Uitspraak
RECHTBANK LIMBURG
eiser, nader te noemen de man,
advocaat mr. I. Wudka, gevestigd te Maastricht;
gedaagde, nader te noemen de vrouw,
advocaat mr. Y.G.M.J. Breukers, gevestigd te Roermond.
Rechtbank Limburg
In deze zaak heeft de voorzieningenrechter van de Rechtbank Limburg op 2 augustus 2018 uitspraak gedaan in een kort geding tussen een man en een vrouw, die voormalige echtgenoten zijn. De man, vertegenwoordigd door advocaat mr. I. Wudka, vorderde nakoming van de omgangsregeling met hun minderjarige dochter, die bij de vrouw woont. De vrouw, vertegenwoordigd door advocaat mr. Y.G.M.J. Breukers, had op advies van Veilig Thuis de omgang stopgezet vanwege zorgen over de veiligheid van de dochter, die het Syndroom van Down heeft. De man stelde dat hij in een Kafkaiaanse situatie was beland, omdat hij zich moest verdedigen tegen vage beschuldigingen zonder concrete aanwijzingen.
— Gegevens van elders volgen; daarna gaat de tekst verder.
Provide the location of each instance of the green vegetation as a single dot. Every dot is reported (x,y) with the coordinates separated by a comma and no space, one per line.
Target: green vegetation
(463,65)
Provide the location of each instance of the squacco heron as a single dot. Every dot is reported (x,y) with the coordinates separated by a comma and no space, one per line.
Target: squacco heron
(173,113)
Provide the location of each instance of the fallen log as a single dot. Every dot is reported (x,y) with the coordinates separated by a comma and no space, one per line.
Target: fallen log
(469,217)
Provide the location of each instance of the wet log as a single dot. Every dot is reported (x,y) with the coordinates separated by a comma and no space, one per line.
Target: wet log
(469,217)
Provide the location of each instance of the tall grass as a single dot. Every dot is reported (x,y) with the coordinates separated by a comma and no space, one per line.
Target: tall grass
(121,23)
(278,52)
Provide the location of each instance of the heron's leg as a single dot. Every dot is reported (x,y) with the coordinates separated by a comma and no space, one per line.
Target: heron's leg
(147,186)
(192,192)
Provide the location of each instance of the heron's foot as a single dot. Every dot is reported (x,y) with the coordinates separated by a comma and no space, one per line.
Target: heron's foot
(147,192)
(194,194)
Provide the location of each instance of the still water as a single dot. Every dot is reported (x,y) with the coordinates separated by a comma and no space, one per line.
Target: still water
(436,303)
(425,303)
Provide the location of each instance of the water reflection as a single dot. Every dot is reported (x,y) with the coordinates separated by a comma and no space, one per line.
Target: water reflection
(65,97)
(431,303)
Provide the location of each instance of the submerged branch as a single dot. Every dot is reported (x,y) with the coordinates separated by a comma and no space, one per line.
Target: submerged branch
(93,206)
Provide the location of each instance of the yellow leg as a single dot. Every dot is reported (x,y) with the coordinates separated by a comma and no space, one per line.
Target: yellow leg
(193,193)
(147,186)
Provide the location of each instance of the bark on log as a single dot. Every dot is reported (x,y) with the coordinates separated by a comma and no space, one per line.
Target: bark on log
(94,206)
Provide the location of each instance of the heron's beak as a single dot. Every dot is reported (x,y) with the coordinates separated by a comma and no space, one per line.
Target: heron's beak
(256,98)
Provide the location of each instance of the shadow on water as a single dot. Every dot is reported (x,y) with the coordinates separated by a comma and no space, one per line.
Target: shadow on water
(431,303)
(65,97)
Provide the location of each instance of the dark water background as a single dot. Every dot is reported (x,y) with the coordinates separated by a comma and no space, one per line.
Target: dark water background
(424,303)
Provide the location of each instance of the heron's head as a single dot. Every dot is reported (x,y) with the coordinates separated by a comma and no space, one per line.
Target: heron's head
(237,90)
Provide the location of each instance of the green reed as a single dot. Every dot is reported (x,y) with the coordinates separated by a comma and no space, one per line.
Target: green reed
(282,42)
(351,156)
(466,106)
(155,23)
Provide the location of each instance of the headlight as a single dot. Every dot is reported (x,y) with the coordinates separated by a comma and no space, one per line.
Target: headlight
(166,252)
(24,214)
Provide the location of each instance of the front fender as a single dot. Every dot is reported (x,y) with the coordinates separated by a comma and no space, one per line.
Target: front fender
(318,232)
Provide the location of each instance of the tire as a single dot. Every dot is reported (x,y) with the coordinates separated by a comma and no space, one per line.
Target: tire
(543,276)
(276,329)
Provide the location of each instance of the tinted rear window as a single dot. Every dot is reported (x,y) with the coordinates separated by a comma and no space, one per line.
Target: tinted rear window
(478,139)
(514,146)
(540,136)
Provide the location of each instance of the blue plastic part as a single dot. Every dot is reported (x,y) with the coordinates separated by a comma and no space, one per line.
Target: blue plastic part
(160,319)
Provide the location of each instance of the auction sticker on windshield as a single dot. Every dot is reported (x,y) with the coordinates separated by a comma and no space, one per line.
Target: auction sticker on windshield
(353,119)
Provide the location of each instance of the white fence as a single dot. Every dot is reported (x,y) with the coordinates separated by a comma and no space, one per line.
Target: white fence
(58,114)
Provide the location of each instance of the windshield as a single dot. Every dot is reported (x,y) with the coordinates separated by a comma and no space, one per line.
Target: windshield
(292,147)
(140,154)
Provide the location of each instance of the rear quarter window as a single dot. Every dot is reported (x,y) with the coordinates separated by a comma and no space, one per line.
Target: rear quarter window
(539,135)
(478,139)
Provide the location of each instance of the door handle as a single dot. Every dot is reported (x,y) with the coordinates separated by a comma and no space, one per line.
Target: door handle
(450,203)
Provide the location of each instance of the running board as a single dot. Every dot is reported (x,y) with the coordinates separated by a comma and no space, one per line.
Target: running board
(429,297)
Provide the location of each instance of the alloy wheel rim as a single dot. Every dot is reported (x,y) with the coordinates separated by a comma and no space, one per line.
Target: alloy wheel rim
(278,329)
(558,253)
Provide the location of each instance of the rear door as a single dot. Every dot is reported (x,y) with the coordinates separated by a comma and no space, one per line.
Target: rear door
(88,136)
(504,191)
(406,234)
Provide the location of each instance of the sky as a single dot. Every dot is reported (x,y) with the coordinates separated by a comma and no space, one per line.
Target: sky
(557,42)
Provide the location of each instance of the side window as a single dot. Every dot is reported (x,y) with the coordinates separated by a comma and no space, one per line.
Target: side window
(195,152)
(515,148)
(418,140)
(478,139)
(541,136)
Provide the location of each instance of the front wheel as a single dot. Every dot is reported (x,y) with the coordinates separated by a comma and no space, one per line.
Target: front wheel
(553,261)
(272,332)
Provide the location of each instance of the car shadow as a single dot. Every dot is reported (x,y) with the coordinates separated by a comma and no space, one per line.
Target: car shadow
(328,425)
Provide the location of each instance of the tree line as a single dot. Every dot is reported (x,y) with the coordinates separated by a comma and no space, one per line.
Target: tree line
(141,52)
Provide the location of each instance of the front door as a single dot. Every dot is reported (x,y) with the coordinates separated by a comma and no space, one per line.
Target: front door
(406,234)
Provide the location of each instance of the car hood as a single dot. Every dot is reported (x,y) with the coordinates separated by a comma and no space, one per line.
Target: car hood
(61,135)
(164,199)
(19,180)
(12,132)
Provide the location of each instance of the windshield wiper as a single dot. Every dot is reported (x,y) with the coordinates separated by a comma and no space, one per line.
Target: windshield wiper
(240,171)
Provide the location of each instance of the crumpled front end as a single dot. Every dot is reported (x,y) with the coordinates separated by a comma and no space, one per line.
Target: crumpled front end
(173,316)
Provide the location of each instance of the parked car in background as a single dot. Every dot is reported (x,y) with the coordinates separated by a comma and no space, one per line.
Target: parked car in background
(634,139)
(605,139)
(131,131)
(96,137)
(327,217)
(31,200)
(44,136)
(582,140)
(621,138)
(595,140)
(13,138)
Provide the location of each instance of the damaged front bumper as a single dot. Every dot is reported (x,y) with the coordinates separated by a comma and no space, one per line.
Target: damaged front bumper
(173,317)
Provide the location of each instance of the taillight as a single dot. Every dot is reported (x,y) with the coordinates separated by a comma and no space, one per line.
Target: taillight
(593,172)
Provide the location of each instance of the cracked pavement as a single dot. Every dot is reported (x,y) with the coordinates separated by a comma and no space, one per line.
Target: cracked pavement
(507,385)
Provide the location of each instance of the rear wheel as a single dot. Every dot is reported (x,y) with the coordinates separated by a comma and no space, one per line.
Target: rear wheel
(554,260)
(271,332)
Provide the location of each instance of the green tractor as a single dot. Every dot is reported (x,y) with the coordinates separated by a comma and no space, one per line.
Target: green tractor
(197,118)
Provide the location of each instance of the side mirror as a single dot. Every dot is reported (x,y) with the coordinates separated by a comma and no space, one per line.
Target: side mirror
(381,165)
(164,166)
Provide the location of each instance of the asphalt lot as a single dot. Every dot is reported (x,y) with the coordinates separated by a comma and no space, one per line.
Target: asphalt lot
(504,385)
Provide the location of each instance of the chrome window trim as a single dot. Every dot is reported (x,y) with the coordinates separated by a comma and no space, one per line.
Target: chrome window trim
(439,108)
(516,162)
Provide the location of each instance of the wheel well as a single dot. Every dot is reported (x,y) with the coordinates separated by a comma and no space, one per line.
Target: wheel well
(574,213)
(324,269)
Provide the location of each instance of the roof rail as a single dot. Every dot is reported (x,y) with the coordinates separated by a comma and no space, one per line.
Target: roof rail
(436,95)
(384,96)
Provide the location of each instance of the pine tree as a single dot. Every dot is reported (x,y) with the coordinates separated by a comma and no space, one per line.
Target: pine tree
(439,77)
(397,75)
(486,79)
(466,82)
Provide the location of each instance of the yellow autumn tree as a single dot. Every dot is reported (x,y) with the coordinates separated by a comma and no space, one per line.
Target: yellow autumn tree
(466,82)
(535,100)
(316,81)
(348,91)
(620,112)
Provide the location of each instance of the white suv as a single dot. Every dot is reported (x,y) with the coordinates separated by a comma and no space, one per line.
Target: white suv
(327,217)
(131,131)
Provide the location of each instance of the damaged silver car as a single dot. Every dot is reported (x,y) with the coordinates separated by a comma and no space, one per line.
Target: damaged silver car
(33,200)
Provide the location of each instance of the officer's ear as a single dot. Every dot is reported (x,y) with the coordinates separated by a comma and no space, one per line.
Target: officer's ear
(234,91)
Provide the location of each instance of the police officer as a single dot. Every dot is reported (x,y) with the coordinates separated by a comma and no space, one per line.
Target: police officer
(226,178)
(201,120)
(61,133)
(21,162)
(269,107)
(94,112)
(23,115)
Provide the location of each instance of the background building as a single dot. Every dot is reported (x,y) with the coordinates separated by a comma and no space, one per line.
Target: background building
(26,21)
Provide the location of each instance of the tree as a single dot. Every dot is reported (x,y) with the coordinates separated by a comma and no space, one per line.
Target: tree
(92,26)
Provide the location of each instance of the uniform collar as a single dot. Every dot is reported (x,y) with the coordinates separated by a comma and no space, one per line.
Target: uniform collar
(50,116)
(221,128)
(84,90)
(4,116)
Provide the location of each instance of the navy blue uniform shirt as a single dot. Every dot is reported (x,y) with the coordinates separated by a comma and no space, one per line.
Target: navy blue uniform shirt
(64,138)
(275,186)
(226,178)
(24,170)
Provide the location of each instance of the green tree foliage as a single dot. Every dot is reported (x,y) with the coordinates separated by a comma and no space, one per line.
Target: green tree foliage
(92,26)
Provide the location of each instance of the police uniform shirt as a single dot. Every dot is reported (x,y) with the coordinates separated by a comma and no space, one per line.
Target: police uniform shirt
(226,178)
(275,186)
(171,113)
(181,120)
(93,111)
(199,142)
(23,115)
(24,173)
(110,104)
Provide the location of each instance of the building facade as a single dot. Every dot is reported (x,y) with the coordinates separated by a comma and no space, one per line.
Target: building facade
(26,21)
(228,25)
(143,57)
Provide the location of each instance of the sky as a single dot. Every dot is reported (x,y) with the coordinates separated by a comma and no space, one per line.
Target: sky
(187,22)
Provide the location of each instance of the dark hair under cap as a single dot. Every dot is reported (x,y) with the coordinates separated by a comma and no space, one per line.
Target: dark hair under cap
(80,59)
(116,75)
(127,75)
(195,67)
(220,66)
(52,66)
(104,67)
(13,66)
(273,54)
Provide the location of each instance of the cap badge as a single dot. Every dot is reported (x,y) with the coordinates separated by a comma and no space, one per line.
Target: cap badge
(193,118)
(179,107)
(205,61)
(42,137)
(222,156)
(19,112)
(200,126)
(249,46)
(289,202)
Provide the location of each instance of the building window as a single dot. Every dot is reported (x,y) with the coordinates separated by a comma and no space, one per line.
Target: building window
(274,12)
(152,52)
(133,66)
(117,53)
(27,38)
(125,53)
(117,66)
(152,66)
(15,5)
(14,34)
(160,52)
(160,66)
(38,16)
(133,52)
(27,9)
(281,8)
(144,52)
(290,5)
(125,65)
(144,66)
De rechtbank oordeelde dat de omgang tussen de man en de dochter jarenlang zonder problemen had plaatsgevonden en dat er geen actuele zorgen waren die de omgang konden rechtvaardigen. De voorzieningenrechter vond het onbegrijpelijk dat Veilig Thuis de omgang had stopgezet zonder duidelijke en concrete informatie. De vrouw had zich verscholen achter het advies van Veilig Thuis, terwijl het onderzoek naar de zorgen rondom de dochter nog gaande was en geen aanwijzingen gaf dat de man een gevaar vormde.
De voorzieningenrechter besloot de vordering van de man tot nakoming van de omgangsregeling toe te wijzen, maar wees de vordering om een dwangsom te verbinden af, omdat de vrouw had aangegeven het vonnis te zullen respecteren. De kosten van de procedure werden gecompenseerd, zodat iedere partij zijn eigen kosten droeg. Het vonnis werd openbaar uitgesproken en schriftelijk vastgelegd op 7 augustus 2018.